Dataloader has no attribute dataset

I’m running a code that uses dataloader.dataset. The original code is designed to run on Pytorch 1.1, but my Pytorch version is higher. Are there any alternatives to this attribute?

And here’s the error report.
AttributeError: '_SingleProcessDataLoaderIter' object has no attribute 'dataset'

Based on the error message it seems you are trying to access the internal .dataset attribute in the iterator, not the DataLoader itself as seen here:

dataset = TensorDataset(torch.randn(100, 1), torch.randn(100, 1))
loader = DataLoader(dataset)

# > < object at 0x7fd40071a9a0>

loader_iter = iter(loader)
# > AttributeError: '_SingleProcessDataLoaderIter' object has no attribute 'dataset'

Is there an easy way to retreive the data from the dataset/dataloader now?
Sample code from Official PyTorch Tutorial directly fails with this ERROR message:

AttributeError: '_SingleProcessDataLoaderIter' object has no attribute 'dataset' .

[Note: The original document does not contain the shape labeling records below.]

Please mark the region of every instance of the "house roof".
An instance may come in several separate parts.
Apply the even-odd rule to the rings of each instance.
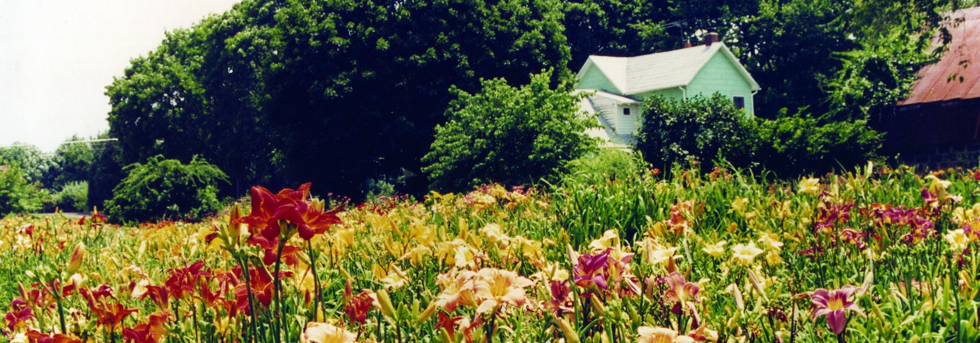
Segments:
[[[963,22],[950,29],[949,49],[939,62],[919,69],[911,95],[900,106],[980,98],[980,66],[971,63],[980,61],[980,7],[956,11],[953,19]]]
[[[720,42],[634,57],[592,55],[578,72],[578,77],[581,78],[589,67],[595,66],[622,94],[680,87],[691,83],[698,72],[719,51],[736,66],[752,90],[759,90],[759,83],[731,50]]]

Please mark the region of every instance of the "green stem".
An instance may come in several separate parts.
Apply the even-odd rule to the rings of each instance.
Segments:
[[[62,333],[68,334],[68,330],[66,329],[65,326],[65,307],[62,306],[61,296],[58,296],[57,303],[58,303],[58,318],[61,319],[62,323]]]
[[[282,266],[282,248],[286,246],[285,240],[279,241],[279,247],[275,252],[275,272],[272,275],[275,280],[275,343],[280,343],[282,341],[282,332],[287,331],[285,329],[285,318],[282,316],[282,297],[279,295],[282,288],[282,283],[279,282],[279,268]],[[288,336],[287,336],[288,337]],[[286,339],[288,341],[288,338]]]
[[[314,291],[317,292],[317,298],[314,299],[315,307],[313,317],[315,319],[319,319],[319,309],[323,304],[323,295],[319,290],[319,278],[317,277],[317,258],[316,255],[314,255],[313,243],[307,241],[307,247],[310,248],[310,270],[313,271],[313,288]]]
[[[249,328],[252,329],[252,340],[254,342],[259,341],[259,329],[256,328],[257,323],[255,322],[255,305],[252,302],[252,277],[249,275],[248,261],[243,261],[240,257],[238,258],[238,264],[242,266],[242,275],[245,276],[245,291],[248,293],[248,310],[249,314]]]

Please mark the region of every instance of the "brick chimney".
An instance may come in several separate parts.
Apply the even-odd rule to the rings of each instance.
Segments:
[[[711,46],[711,44],[717,43],[718,41],[718,32],[705,33],[705,46]]]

If the following snippet code ONLY bings trouble, why it’s ALWAYS there on the official website? Any update to make sure it’s runnable?

# get some random training images
dataiter = iter(trainloader)
images, labels =

The posted code snippet it not accessing the .dataset attribute so I’m unsure how this error can even be raised.
The tutorial works fine for me, so please post a minimal, executable code snippet to reproduce the issue.

Okay… I got it… It looks to me a kind of weird…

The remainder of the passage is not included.